Every year as gardeners, we go out to the garden, work the soil, plant in the soil, and start the battle of trying to keep our plants healthy and thriving, so that they will provide us with a big beautiful, juicy tomato or a crunchy, green cucumber to make pickles with. But this year, let’s think of the garden as an entire ecosystem that supports so many more living things than we could ever imagine.
When you think of the garden as an intricate system of beneficial insects and microbes who all work together to make your plants thrive and produce yummy nutrient-dense vegetables, maybe it will inspire you to use fewer chemical fertilizers, pesticides, and herbicides. Maybe you aren’t aware of the downside of using these things so allow me to enlighten you for a moment.
Chemical fertilizers destroy soil microbes and decrease the nutritional content of your fruits and vegetables. They can also run off into waterways causing imbalances that lead to poor water quality in our rivers and creeks.
Pesticides sprayed in or around the garden affect not only the pests you’re trying to control but also any beneficial insects such as bees (pollinators), ladybugs (pest predators), or spiders (pest predators). Neonicotinoids are especially harmful to bees even at low levels. They may not kill them directly, but it affects their ability to forage and navigate their way home.
Herbicides sprayed in or around the garden affect pollinators such as bees by removing important floral resources and can influence their reproduction as well as navigation.
How will we ever grow beautifully productive gardens without these chemical crutches? Just the way our grandparents and great-grandparents did before all these chemicals were introduced back in the 1940s.
On our little farm, we’ve been producing our own compost for several years now. We started by collecting the valuable “brown” gold from our small layer flock. Of course, that has grown over time and now we’re collecting from our turkey and duck flocks as well. We’ve found that if you bed down their roosting areas with wood chips, you can collect all you need to start making your own compost.
Poultry droppings are considered “hot” and must be composted further to keep them from burning your plants. Horse manure is also considered “hot”, but manure from rabbits, goats, and cows can be used directly in the garden. We also have a worm bin that we collect castings from and make a compost tea to feed our plants and soil.
We haven’t sprayed a chemical pesticide on our farm in 6 years. When we became bee stewards, it changed the way we thought about gardening and growing things on the farm, and we didn’t want to do anything that would harm the bees. They have rewarded us with an abundance of fruits and vegetables and share their sweet liquid gold with us from time to time.
The best ways we’ve found to battle vine borers, squash bugs, stink bugs, armyworms, cutworms, hornworms, white flies, and aphids are using physical deterrents such as covers or picking them off manually.

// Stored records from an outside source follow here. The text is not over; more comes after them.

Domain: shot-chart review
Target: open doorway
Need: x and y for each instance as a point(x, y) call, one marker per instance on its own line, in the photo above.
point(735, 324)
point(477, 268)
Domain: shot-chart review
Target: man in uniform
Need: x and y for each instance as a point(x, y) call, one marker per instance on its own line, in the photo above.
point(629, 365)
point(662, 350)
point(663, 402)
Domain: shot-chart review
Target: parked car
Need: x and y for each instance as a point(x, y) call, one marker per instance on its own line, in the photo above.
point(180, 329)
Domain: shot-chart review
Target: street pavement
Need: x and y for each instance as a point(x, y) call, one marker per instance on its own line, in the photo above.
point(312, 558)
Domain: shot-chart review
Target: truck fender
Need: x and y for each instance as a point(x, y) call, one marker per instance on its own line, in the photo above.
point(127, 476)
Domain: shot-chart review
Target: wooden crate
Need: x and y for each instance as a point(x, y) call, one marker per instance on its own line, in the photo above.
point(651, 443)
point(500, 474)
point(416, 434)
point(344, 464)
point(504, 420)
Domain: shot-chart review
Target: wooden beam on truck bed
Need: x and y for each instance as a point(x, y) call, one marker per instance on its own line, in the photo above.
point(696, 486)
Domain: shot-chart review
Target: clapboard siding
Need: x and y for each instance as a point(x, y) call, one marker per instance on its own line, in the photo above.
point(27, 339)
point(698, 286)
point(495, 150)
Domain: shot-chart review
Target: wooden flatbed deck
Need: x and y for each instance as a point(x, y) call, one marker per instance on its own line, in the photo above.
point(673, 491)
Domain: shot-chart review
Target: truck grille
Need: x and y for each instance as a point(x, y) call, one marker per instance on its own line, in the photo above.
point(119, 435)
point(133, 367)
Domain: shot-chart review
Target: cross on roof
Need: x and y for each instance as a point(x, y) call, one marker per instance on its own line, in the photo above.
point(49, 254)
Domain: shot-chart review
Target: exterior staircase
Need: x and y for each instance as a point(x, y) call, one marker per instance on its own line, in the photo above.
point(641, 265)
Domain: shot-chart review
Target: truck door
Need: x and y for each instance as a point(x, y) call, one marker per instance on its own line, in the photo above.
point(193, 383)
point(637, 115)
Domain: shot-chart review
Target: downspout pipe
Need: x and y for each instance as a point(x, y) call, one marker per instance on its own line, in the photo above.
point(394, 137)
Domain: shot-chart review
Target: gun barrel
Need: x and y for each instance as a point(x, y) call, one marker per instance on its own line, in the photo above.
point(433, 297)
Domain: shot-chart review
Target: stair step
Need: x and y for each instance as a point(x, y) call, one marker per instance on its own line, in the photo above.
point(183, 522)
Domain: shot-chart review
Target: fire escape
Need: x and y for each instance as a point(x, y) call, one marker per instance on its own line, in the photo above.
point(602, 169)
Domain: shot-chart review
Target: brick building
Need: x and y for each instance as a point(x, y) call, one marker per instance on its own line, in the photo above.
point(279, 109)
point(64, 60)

We also get to know the pest's life cycle and plant or harvest during low reproduction times. We’ve also tried many organic insecticides and insecticidal soaps with mixed results, but when all else fails, we plant enough for us and them.
As for avoiding herbicides, we manually pull any unwanted plants or chop them down. We also employ tarping to manage larger areas or to start new garden spots.
This year, I challenge all my gardening friends to ask not what your garden can give to you, but what can you give to your garden. Let us not forget, “He causeth the grass to grow for the cattle, and herb for the service of man: that he may bring forth food out of the earth” Psalm 104:14. This perfectly sums up the relationship of everything on our farm.